OFDM has been widely used in a variety of digital communication systems such as
digital video broadcasting, IEEE-802.11, IEEE-802.15, IEEE-802.16, and 4G cellular
technology. The communication systems using OFDM are resilient to multipath fading
in wireless environments and have low inter-symbol interference. Fast Fourier
transform (FFT) is the critical operation in OFDM. There are many existing high-
throughput and computation-efficient algorithms for the implementation of FFT. With
parallel processing in hardware, FPGA provides higher processing power than digital
signal processing (DSP) chip sets. For fast changing standards in communication it
is more cost effective to implement a new system by reprogramming FPGAs. Verilog,
one of the dominant design tools in the industry, is used to implement the OFDM
system on a FPGA.
The project aims to design and verify a complete orthogonal frequency division
multiplexing (OFDM) system on field programmable gate arrays (FPGA) using Verilog
hardware description language. A system consisting of a transmitter and receiver
will be implemented using OFDM techniques.
System Block

Motivations
The purpose of the 802.11ac amendment is to improve the WiFi user experience by
providing significantly higher throughput
for existing application areas, and to enable new market segments for operation
below 6 GHz including distribution of multiple
data streams. With data rate over 1 Gbps and several new features, throughput and
application-specific performance of 802.11ac
promise to be comparable to that of existing wired networks.

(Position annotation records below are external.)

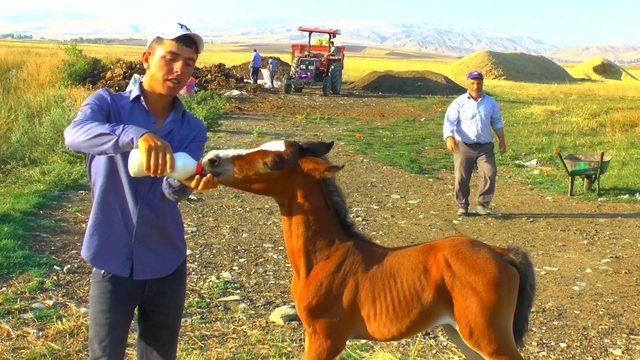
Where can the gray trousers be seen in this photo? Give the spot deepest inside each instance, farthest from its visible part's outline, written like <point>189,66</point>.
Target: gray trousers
<point>112,301</point>
<point>465,159</point>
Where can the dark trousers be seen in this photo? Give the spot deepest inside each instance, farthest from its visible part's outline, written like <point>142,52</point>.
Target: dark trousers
<point>465,159</point>
<point>254,74</point>
<point>112,301</point>
<point>273,76</point>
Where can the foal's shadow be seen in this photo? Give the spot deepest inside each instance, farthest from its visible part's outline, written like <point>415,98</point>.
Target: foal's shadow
<point>511,216</point>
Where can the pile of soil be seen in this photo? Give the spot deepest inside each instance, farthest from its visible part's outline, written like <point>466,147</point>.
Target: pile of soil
<point>408,83</point>
<point>118,74</point>
<point>217,77</point>
<point>244,69</point>
<point>511,66</point>
<point>600,68</point>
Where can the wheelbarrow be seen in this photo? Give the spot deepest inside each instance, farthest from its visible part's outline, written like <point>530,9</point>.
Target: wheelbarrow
<point>589,167</point>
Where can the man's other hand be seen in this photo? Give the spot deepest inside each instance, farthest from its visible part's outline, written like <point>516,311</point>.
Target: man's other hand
<point>156,154</point>
<point>502,147</point>
<point>451,144</point>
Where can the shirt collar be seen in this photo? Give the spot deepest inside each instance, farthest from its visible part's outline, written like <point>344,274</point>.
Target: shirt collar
<point>480,98</point>
<point>178,106</point>
<point>136,91</point>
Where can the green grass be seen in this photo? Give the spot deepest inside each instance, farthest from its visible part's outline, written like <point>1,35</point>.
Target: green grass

New Modulation and Coding Scheme (MCS)


802.11ac uses 802..11n OFDM (Orthogonal Frequency Division Multiplexing)
modulation, interleaving, and coding architecture.
Specifically, both 802.11ac and 802.11n require device support for BPSK, QPSK,
16QAM and 64QAM modulation.

Concluding Remarks
802.11ac represents a significant evolution in WLAN communication systems. 802.11ac
devices make use of OFDM modulation
principles as 802.11n, but use wider channel bandwidth, higher modulation, more
stream, and enhanced MIMO techniques to
increase throughput and enable faster, new applications.